For some reason I’m not sure anyone would understand, two students from Tahoma High School in Maple Valley, Washington decided to show their “Southern pride” by wearing confederate flags to school (apparently around their necks). School officials suspended the students for violating the school’s dress code, which explicitly bans the wearing of such flags.
Sixteen-year-old Grady says he and his friend showed up at the school Monday morning wearing Confederate flags.
“We put ours around our necks and kind of walked around with them,” said Grady, who asked we not use his last name. “It’s just a way of showing our southern pride, nothing racist at all.”
He says they did it after another student came to class wearing a Gay Pride flag.
“If he can wear his flag in support of what he believes, we figured we could do that as well,” Grady said.

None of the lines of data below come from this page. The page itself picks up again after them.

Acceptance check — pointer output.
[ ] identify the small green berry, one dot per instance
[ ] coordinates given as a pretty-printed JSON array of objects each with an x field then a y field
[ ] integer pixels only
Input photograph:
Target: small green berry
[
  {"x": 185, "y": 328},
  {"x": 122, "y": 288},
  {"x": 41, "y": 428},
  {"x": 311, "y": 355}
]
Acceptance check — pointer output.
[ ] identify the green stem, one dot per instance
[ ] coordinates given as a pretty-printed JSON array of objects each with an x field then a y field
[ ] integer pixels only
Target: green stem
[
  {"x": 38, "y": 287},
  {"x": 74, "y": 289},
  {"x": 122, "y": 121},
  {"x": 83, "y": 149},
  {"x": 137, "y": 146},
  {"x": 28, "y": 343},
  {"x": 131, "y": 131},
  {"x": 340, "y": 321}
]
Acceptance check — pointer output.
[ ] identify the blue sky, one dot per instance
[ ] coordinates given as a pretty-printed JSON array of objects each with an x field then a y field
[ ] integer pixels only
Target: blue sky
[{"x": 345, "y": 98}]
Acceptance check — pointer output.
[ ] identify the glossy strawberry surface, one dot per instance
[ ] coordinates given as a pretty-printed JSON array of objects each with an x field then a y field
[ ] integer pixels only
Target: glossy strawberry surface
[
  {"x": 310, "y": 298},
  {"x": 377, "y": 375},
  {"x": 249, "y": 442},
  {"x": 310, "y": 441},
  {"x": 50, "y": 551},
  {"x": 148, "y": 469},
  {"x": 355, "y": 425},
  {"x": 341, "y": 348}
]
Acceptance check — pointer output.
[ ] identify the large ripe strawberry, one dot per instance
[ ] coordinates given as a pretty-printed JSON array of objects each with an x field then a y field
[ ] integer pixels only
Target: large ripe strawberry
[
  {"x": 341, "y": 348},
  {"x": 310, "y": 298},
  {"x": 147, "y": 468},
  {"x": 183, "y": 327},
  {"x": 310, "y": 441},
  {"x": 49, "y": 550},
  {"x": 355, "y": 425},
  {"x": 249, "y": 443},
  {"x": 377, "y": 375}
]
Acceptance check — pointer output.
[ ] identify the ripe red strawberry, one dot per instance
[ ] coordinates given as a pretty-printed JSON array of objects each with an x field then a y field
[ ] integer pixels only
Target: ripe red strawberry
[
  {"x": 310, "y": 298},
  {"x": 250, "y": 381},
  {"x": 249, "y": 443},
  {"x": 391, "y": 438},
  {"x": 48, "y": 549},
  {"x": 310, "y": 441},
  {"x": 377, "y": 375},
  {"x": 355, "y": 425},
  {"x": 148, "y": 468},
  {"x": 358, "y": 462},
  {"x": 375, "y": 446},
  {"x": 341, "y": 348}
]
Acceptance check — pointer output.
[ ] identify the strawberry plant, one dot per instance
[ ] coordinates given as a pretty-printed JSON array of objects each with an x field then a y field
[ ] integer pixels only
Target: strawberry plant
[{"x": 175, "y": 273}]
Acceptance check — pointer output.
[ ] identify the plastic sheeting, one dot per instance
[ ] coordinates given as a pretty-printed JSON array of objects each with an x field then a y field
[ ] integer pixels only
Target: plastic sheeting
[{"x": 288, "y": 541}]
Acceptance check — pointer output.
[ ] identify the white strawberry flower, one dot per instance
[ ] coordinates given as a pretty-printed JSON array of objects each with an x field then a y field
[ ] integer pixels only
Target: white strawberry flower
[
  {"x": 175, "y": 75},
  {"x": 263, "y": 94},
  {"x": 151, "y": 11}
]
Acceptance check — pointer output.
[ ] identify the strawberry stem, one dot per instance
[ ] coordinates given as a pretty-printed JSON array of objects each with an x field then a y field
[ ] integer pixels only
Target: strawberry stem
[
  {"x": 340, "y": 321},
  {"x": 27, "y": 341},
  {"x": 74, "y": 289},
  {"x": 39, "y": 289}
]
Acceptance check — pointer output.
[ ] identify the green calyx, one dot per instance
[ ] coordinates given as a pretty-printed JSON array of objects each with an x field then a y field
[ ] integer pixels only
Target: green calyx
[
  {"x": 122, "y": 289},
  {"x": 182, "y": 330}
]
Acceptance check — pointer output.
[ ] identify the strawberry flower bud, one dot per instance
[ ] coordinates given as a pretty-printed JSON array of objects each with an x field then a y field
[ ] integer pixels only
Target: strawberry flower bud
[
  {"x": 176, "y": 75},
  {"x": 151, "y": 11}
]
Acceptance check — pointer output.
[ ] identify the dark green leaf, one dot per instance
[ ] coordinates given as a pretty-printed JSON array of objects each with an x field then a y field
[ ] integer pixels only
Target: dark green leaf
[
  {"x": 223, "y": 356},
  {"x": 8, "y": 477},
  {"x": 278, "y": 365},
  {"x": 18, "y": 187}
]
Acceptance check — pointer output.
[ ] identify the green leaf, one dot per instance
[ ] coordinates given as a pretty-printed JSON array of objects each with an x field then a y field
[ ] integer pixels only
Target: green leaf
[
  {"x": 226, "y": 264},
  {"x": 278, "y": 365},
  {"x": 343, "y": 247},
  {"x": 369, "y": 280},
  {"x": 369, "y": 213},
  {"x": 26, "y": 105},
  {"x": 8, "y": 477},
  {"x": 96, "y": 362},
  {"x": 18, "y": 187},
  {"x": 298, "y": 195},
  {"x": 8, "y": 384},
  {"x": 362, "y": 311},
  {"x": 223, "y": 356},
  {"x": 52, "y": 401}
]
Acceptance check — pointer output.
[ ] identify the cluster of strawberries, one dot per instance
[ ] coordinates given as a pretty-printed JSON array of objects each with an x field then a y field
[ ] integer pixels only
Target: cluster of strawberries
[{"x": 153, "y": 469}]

But Tahoma High School has banned the flag, calling it a message of hate. And in response, the school district suspended both juniors, saying their flags upset other students and teachers.
“There were complaints from students and staff, yes,” said Kevin Patterson with the Tahoma School District.
This does not comply with the Supreme Court’s precedent in Tinker v Des Moines, however. It isn’t enough that other students or staff complain about it, student speech can only be censored if it causes a material disruption to the school (which is a terrible standard, but it’s still the law). The students are being obnoxious, of course, but that does not mean they don’t have a right to do so in this circumstance. If they file a lawsuit over this, they are likely to win it.